Anne-Marie Garat, elle, aime à arpenter les rues des brocantes, fouiner dans de vieux cartons posés négligemment au sol, pour en extirper et récupérer de vieilles photos d’anonymes laissées à l’abandon, vendues souvent à des prix dérisoires dans la hâte qu'ont leur propriétaire de s’en débarrasser au plus vite.
Elle aime les contempler, les étudier pour tenter de percer leurs secrets, et elle nous livre ici le fruit de ses observations, de son analyse, et met en lumière tout ce que ces vieilles photographies peuvent nous révéler sur une époque, un milieu social, une famille.
Hormis le portrait fascinant d’une centenaire qui inaugure le livre, les clichés sont regroupés par thèmes, tels que « Albums », Air de famille », « Visage de maison, visage de famille » etc.

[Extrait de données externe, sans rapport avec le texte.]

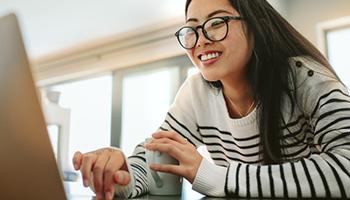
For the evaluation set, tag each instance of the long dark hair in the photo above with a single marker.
(276, 41)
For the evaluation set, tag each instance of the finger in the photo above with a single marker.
(98, 171)
(171, 135)
(77, 160)
(122, 177)
(88, 160)
(173, 169)
(115, 163)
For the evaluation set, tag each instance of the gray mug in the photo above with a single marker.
(160, 183)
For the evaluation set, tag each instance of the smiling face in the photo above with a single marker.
(224, 60)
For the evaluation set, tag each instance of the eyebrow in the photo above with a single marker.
(209, 16)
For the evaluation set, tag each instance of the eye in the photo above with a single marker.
(216, 23)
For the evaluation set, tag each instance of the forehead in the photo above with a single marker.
(199, 9)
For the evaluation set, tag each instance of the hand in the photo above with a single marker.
(180, 149)
(102, 169)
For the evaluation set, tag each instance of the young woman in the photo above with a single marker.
(272, 113)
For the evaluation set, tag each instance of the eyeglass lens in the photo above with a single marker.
(214, 29)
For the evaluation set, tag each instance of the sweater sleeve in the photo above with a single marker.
(324, 174)
(180, 118)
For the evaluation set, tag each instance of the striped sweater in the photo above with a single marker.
(316, 141)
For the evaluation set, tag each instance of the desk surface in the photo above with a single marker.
(76, 191)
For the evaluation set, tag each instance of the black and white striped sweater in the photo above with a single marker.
(316, 141)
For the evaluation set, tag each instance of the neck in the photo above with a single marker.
(239, 98)
(237, 90)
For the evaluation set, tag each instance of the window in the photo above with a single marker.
(146, 96)
(334, 40)
(338, 42)
(89, 102)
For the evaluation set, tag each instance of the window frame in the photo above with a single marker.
(327, 26)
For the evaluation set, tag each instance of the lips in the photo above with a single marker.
(209, 56)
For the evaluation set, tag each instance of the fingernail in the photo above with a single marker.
(98, 195)
(86, 183)
(108, 195)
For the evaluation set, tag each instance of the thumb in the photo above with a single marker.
(77, 160)
(121, 177)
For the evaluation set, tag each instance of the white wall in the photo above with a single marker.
(304, 15)
(53, 25)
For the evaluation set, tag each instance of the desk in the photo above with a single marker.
(76, 191)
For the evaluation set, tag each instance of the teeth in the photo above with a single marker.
(209, 56)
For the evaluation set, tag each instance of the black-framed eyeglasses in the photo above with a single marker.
(214, 29)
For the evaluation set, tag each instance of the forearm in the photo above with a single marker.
(319, 176)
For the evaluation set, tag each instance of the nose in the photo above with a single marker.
(202, 40)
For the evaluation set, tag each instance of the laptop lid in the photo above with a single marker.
(28, 168)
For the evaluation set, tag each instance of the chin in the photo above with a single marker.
(210, 77)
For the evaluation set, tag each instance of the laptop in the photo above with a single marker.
(28, 168)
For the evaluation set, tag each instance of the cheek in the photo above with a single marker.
(191, 55)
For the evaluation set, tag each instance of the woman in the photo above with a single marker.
(267, 105)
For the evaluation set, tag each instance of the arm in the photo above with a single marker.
(325, 174)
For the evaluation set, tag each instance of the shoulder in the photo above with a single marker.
(313, 82)
(307, 70)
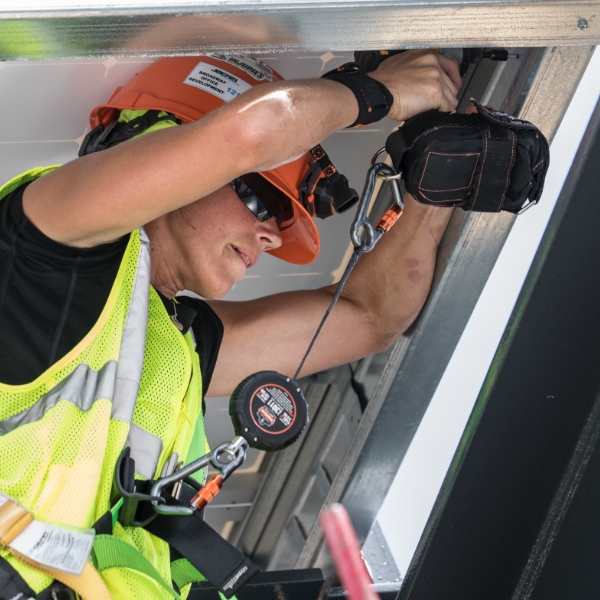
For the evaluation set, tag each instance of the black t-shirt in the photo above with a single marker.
(51, 295)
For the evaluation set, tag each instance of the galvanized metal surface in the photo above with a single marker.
(517, 515)
(540, 92)
(73, 29)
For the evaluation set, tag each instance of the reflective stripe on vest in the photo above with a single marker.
(133, 380)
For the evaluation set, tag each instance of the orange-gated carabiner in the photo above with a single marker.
(236, 453)
(372, 232)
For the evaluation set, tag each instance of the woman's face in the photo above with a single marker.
(218, 239)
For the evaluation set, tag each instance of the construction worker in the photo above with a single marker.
(102, 358)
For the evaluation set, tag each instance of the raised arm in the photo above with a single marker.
(382, 297)
(98, 198)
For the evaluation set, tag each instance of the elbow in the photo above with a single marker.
(261, 126)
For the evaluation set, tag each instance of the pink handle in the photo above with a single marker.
(342, 542)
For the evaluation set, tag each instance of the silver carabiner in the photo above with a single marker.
(236, 449)
(361, 221)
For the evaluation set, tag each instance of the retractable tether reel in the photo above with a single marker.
(482, 162)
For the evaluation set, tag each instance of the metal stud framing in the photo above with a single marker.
(114, 28)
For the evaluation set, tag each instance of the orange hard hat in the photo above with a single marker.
(189, 87)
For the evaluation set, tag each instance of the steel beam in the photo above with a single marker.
(517, 515)
(117, 28)
(541, 92)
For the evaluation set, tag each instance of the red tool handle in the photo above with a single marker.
(344, 548)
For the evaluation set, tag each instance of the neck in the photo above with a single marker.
(164, 275)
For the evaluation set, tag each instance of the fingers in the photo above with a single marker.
(450, 92)
(452, 70)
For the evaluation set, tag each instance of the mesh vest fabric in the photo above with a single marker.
(61, 435)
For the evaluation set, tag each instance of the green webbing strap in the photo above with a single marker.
(115, 511)
(183, 573)
(110, 551)
(24, 178)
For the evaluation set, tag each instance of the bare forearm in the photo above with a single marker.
(391, 283)
(288, 118)
(95, 199)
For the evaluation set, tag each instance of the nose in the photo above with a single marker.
(267, 234)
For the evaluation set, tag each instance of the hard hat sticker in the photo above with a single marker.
(273, 409)
(250, 65)
(216, 81)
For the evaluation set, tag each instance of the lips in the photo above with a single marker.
(249, 259)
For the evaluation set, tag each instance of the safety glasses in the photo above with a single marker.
(262, 199)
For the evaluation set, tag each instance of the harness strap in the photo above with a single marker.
(101, 138)
(218, 561)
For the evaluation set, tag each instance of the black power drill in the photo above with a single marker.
(369, 60)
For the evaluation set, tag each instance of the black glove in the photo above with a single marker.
(486, 161)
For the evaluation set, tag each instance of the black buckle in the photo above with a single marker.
(126, 485)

Parallèlement, et c’est l’autre versant du livre, Anne-Marie Garat s’interroge sur ce qu’est la photo de famille, la photo tout court d’ailleurs, elle balaye également l’histoire de la photographie de Niepce au numérique d’aujourd’hui, évoque tout ce qui est en amont de l'acte en lui-même de manière fouillée, approfondie et philosophique :

« Nous prétendons que nous prenons des photos en souvenir. D’une rencontre, d’un anniversaire ; photos d’enfants, de classe, de régiment qui feront date. Sitôt sortis de l’enfance, nous sommes vite prévenus de la force de l’oubli, de l’éphémère état des apparences. Nous voulons garder vif un peu de l’instant, préserver un fragment immobile du grand évanouissement des jours, rendre présente l’absence, définitivement. La photographie, venue si tard réaliser ce rêve très ancien, comble le besoin éperdu de réparer l’œuvre du temps, qui, sans doute dès la caverne, inspire à l’homme le sens tragique de sa condition. Nous voulons laisser du souvenir entre des mains humaines, revanche que notre esprit réclame contre les défaites de la chair, l’irréversible ruine des corps : nous voulons sublimer un peu le devenir en éternité. C’est cela photographier, voler de l’instant au temps, capter de l’invisible et le rendre visible, véritable. Permette l’éternel retour de l’état antérieur, attesté, rassurant, faire la preuve de sa permanence possible. »

On ressent tout au long de cet ouvrage l’amour qu’elle porte à l’image (elle est détentrice d’un DEA de cinéma et a publié de nombreux textes dans des revues telles que La recherche photographique), toutes les connaissances qu’elle peut avoir sur le sujet, et toutes les interrogations qui sont suscitées par ces petits et brefs instantanés de vie qu’on a choisi d’immortaliser.